My real name is Pete; on here and on Flickr I'm Dustin McAmera. I live in Leeds, in England.
I have more cameras than I can do justice to as a user (a few dozen), but I resist the idea that I'm a collector. That said, the pleasure of using the cameras is sometimes just as important to me as the photographs.
They include several that I feel guilty for owning, because I use them so little: in particular my Century Graphic, my Mamiya 645 Pro and my Ensign Reflex. I notice that since I started editing on here, that problem is worse.

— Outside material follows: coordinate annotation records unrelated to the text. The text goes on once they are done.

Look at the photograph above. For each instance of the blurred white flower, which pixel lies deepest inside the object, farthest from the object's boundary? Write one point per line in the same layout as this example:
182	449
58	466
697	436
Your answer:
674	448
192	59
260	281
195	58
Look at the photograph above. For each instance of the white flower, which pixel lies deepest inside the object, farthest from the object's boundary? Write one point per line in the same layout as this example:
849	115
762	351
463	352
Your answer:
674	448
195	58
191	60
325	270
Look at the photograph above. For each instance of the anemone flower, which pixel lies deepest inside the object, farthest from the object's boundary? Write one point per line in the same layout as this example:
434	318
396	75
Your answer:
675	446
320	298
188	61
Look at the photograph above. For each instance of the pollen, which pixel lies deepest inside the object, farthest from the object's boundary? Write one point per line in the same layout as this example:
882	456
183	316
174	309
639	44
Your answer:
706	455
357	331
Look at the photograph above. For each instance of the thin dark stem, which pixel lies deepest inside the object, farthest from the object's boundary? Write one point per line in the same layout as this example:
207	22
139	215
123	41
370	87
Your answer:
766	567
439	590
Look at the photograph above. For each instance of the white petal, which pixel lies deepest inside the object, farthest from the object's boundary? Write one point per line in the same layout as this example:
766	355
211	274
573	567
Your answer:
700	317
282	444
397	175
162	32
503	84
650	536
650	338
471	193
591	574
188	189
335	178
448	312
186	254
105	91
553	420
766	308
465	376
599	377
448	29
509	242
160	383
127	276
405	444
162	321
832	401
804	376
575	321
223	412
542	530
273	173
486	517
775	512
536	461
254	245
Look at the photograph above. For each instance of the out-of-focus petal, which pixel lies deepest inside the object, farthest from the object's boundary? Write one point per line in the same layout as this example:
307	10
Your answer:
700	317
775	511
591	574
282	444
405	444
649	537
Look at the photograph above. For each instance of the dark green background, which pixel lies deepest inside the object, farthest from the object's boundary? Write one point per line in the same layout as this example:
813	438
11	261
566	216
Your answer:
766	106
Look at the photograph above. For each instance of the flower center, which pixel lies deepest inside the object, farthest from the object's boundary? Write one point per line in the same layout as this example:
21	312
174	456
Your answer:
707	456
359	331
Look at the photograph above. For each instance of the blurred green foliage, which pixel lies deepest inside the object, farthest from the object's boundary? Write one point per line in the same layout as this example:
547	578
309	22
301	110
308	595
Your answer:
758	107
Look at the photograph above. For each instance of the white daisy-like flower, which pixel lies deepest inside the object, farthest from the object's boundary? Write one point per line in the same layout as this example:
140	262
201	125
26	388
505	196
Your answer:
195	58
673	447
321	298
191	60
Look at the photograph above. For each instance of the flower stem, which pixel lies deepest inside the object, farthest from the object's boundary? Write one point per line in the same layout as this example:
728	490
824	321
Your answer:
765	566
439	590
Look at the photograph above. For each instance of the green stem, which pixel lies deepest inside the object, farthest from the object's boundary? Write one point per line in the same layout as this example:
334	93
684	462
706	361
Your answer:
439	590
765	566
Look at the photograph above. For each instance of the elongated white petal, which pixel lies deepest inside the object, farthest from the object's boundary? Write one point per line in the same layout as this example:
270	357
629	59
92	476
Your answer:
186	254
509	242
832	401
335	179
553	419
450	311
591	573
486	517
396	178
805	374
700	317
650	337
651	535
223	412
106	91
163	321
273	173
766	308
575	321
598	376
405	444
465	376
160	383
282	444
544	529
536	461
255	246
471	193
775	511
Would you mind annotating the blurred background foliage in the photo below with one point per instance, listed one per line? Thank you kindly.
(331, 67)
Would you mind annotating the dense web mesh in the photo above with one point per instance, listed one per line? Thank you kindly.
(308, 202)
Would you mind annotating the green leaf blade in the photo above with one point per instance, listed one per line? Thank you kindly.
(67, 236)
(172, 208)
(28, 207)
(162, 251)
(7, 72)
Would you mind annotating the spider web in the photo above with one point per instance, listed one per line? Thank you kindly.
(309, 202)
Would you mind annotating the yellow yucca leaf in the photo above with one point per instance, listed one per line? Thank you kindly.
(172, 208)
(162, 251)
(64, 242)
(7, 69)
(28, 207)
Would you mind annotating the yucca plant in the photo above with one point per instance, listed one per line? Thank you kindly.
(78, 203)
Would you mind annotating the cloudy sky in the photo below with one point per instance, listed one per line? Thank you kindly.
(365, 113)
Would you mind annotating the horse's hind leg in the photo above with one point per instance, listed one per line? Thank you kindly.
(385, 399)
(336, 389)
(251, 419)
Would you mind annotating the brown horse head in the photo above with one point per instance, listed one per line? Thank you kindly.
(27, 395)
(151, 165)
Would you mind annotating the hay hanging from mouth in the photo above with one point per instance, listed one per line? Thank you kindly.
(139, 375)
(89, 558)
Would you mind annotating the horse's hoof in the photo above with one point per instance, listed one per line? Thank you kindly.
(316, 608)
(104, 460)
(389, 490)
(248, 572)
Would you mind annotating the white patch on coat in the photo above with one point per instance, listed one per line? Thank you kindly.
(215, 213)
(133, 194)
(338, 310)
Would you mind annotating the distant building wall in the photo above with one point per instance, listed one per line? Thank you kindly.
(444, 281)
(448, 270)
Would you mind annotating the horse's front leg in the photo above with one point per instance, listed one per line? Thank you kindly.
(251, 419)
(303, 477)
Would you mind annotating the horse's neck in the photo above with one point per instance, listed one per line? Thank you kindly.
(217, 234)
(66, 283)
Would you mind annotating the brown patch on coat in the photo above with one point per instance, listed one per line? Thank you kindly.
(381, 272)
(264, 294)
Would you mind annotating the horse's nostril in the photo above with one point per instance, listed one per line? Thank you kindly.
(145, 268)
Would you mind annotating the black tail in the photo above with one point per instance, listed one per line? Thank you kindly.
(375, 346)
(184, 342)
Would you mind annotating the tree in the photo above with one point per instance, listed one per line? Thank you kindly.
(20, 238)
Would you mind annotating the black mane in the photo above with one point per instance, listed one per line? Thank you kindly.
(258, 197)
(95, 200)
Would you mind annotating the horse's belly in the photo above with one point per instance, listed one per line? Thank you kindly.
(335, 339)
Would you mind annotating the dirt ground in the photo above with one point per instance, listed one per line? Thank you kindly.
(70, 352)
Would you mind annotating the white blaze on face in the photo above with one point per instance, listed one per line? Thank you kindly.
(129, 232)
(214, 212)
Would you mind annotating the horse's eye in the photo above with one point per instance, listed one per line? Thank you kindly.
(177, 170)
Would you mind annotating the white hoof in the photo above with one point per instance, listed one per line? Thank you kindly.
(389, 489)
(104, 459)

Quite a few of my cameras are for 127 film, and I usually do something for 127 Day in July and January (July 2011 was bad; I wasted two rolls of Macocolor discovering a shutter fault in my Foth Derby).
Vague to-do list
Thse are things I hope to do some work on soon-ish. Feel free to comment on these, especially if you think any of them is a really bad idea. (This isn't an invitation for anyone to insert jobs for me to do: I hate that! .. If you know enough to write one of these ideas up before I get to it, go ahead, of course.)
- Find out about more of the non-TLR Rollei cameras, and improve coverage of them. (I mean the high-spec SLRs; I have already inserted basic articles on some of the fairly recent 35 mm compacts, and the very early Heidoscop and Rolleidoscop stereo cameras).
- Maybe, investigate the competitors and predecessors of the Heidoscop. My understanding is that this was a rather blatant rip-off of a Voigtänder camera. I have found several similar stereo/panoramic models as old auction lots on respectable sites (i.e. where the picture will be around for some time), and elsewhere. It's interesting, because the TLRs are obviously rather closely related to the Rolleidoscop.
- Find out about some of the obscure camera companies in or near Leeds. I've already added Reynolds and Branson, for example, though there wasn't much about them.
- e.g. Taylor's Drug Company (became Timothy White's & Taylors, then just Timothy White's, which became part of Boots); Early Photography and Wood and Brass both show a folding camera, the Albion, branded for them.
- Find out more about Agfacolor. The name seems to have been used for more than one distinct type of film. One of these was very important indeed, and is interesting because it seems to have been one of the things done at the Wolfen plant, so may have been taken in reparations by the Soviet Union and/or the western allies at the end of the War.
- Also on Agfa, there is nothing about the current status of Agfa. I'm sure I have heard at least once that agfa was dead, but the products are still on the market. We should be able to say what's going on: is this really Mahn/Rollei, or Adox?